Where am I going with this? I’ve realized that to prepare for 2019, I’ve done a lot of something I should have done long ago… purge. I am only filing my space with things that deserve my energy.

I have done more than just purge at home. I’ve gone through piles of stuff and donated so much stuff. I pulled out all the clothes that are too small and boxed them up to try on again in April or March with the hopes they’ll fit then.

I’ve unsubscribed to marketing emails that I never read anyway. I got rid of an email address I wasn’t using.

I cut off my hair. It wasn’t serving me a purpose. It was like an emotional release to do so. It was an honor to donate it. Someone else can use it more than me.

I’ve put timers on my phone that automatically tell me when I’ve wasted too much time on the phone and to get off my ass and go read a book.

But on a deeper level, I’ve kept close with friends who are invested and let go of the ones who have made snarky comments towards me that don’t fuel my positivity, or the friends I have gotten tired trying to chase who don’t reciprocate the friendship back.

I’ve stopped going to fitness classes, events and meetings that I only attended because I felt I had to.

I quit Weight Watchers and found a one on one nutrition program that suits me better. I was paying for WW for months because I felt I had to.

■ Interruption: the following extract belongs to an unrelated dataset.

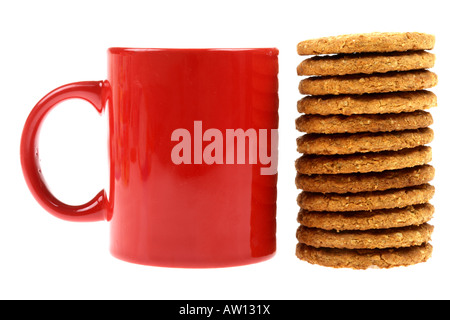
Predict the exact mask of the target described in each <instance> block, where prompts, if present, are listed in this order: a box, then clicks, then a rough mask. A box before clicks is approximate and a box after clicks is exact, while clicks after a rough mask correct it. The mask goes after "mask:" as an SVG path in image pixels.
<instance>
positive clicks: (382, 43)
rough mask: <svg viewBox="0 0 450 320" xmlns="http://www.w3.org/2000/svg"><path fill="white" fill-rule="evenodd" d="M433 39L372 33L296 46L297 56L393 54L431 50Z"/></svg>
mask: <svg viewBox="0 0 450 320" xmlns="http://www.w3.org/2000/svg"><path fill="white" fill-rule="evenodd" d="M434 44H435V37H434V36H433V35H429V34H424V33H419V32H405V33H402V32H373V33H360V34H349V35H340V36H331V37H323V38H318V39H312V40H306V41H302V42H300V43H299V44H298V45H297V53H298V54H299V55H321V54H335V53H360V52H394V51H400V52H403V51H409V50H431V49H433V48H434Z"/></svg>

I have been trying to own up to mistakes early, apologize and learn from it and not let the weight of them sit on my shoulders.

All in all, I’m excited to go into 2019 as the same me, but a better version who is more refined and with less white noise in her life.

I’m purging the unnecessary and keeping what’s worthwhile in my life. But you can’t quite call me a minimalist because I’m fairly certain minimalists don’t have a need for four unicorn horns and a tutu in their repertoire.

This isn’t about a resolution or a goal for the year but more a mindset and mentally cleared headspace to be in. I’m excited to think and exist this way!